Juliana should’ve known something was up the moment Gideon told her to “wear something you can run in” and then refused to elaborate. That’s generally code for exercise, humiliation, or both.

“Okay, mister. Define run,” she said as Ethel climbed the narrow service road toward a rust-red ridge that looked like it had been painted into the sky. The air had a sharp, clean bite that made her lungs feel brand-new.

“You know,” he said, a little too casually, “the thing you do when you move your legs faster than walking.”

“Cute,” she muttered, tightening her scarf to ward off the slight chill in the early morning air. “If this involves bears, I’m out.”

“No bears,” he promised, eyes sparkling. “Just wings.”

Wings? She had no idea if he was serious or not, but clearly it was no use trying to get Gideon to spill his secrets. She spent the rest of the drive contemplating what he meant.

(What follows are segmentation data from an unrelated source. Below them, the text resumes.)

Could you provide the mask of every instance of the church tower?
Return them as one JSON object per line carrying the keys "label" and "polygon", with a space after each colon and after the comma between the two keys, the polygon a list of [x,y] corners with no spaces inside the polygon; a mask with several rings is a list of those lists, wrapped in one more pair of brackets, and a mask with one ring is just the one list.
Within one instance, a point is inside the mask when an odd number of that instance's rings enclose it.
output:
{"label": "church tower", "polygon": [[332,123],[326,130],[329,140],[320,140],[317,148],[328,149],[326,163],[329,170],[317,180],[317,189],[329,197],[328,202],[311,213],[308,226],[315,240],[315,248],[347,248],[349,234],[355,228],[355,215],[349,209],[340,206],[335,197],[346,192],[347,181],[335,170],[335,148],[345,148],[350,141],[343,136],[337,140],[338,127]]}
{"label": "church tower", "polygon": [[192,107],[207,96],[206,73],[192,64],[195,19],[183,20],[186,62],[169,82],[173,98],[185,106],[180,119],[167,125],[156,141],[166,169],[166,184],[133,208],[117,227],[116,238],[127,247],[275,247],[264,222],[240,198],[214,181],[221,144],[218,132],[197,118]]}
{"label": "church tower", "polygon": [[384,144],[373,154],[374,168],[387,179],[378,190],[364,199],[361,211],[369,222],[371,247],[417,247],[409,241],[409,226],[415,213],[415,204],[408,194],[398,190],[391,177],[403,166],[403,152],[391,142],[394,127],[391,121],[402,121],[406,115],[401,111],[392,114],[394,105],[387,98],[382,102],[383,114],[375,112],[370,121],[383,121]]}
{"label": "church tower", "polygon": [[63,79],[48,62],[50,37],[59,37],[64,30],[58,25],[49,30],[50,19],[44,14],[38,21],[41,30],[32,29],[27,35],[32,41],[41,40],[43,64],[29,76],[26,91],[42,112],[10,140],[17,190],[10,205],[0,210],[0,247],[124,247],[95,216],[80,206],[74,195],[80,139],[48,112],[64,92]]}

Ten minutes later, she was standing on a shoulder of the mountain, boots crunching on the lingering frost, staring at a crescent of bright fabric unfurled across the ground. Gideon wascarefully spreading it out as he explained he was taking her paragliding. She’d heard the word before but had filed the term under “things other people do on purpose.”

Gideon had traded his flannel for a thick thermal quarter-zip and a harness that looked simultaneously very technical and very much like an adult-sized baby carrier. Her pulse tapped a staccato little drumline in her neck.

“You brought me up here to jump off a mountain,” she said, aiming for aloof and landing somewhere around squeaky.

He grinned. “We won’t jump. We’ll be pulled. Big difference.”

“Enormous,” she deadpanned. “Honestly though, that sounds way worse.”

He paused what he was doing and came to stand in front of her, hands warm on her elbows. “Jules, listen. We only go if you want to. But I got up this morning and the weather and wind is absolutely perfect. I wanted to glide today, and I really wanted you to come with me so you could experience the pure joy of it. But I’m not in the business of scaring you.”

Pure joy. The two words knocked against that wary place in her chest.

“I’m not scared,” she lied, very convincingly, she was sure.

He tipped his head, amused. “You’re vibrating like a hummingbird.”

“Fine,” she said on an exhale. “I’m terrified. But I also hate being left out. So, congratulations, you’ve trapped me with peer pressure.”

He laughed softly and brushed a loose wisp of hair behind her ear. “You won’t be alone. This is tandem. I’ve got you. I do all the work. You just enjoy the ride.”

The words sank through every brittle, over-planned layer she’d wrapped around herself for years.I’ve got you.

“Okay,” she said, because the alternative was running back down the mountain, and if she was going to run today, it may as well be in a direction that wasn’t backward.

He moved into confident and patient tour guide mode, a combination that was dangerously attractive. He talked her through the harness as if he’d been born with webbing and carabiners attached. “Arms through here. Step in. Good. I’m behind you,” he said, settling close and clipping them together. “The wing will come up. We’ll run directly into it. When I say sit, you’ll jump and lift your feet, sit back and the seat will catch you. You’ll want to adjust it when we’re in the air, and move your arms behind these risers. Then, your job is to breathe and look at pretty things.”